I must however admit that I am impressed, the editor is flexible, easy to use, incredibly fast and responsive and it is really, really, really easy to customize.

Editors are the primary tool of most developers. Often we spend more time in editors editing code, than we actually do compiling or translating the actual source code. There are many opinions on editors, most developers have a favorite and in addition an opinion on the other developers favorite. Some are quite religious about their editor and mocking or talking about the other editors is not uncommon and most of you already know the funny diagram depicting learning curves for the most “popular” editors.


The depiction is funny, but as it is with most satiric fun, it comes with a grain of truth. I am not going to dig more into the above visualization since I will not attempt to visualize the learning curve of Sublime Text and because my opinion would be subjective and not as funny as the above examples, which I guess are all created with great love/hate to the editors mentioned. I think I can take liberty of writing love/hate since it is with most things you love you really hate when they let you down.

Getting back to Sublime Text I can only say that the editor is growing on me and I do not love it as such and it was not love at first sight since I actually just thought that it was just another editor, but Sublime Text continues to impress me and I feel like it gets better the more I use it and really feels like the editor for me. I do spend time coding, not as much as I would like to, since I am also using the Microsoft Word (editor) for a large part of my work, but luckily I get to do some coding and if not at work then at least when I am not at work.

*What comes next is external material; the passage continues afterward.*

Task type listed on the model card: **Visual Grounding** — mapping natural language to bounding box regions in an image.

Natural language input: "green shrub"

When watching some Youtube tutorials I fell over the concept of Zen Coding, this was the idea of being able to write code with as few key stroke as possible (not like Perl golf), but getting productivity and speed up utilizing and maximizing you and your editors coding/typing capabilities. The demo for Sublime Text for HTML markup was really impressive and it got me thinking.

Sublime Text has a nice Perl integration, syntax highlighting, it builtin auto-completion can get you a long way and you can install plugins for integration with Perltidy and the plugin SublimeCodeIntel will extend this even further.

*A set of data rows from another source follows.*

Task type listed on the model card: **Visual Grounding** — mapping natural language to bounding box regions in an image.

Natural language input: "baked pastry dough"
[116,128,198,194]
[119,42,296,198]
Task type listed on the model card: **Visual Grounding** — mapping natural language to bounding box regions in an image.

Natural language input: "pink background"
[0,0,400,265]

Inspired by the Zen Coding demonstration I thought CPAN has a log of APIs, so what would be the most useful ones to play around with for creating cool snippets for speeding up my Perl coding and then it occurred to me, that the modules and APIs I actually use the most are for implementing unit tests using Test::More and Test::Class, I do this across all my distributions and projects and both at home and at work.

So here is my first shot at snippets for Test::More and Test::Class available on Github for you to use with Sublime Text or fork you can fork them to suit your own needs. I am working on getting them made available via SublimeTexts Package control, which requires a pull request to a central repository of metadata, where I am still waiting for approval.

If you are in a situation where you feel like trying out a new editor, checkout Sublime Text, I have only tried version 2 and there is a version 3 on the way, I will not say that “it will not make you want to go back”, since my history of editors is long and proves the opposite and I expect it will continue to evolve, but I can promise you that it will be both fun and inspiring as you discover the nifty features and niceties which gives the sublime in Sublime Text.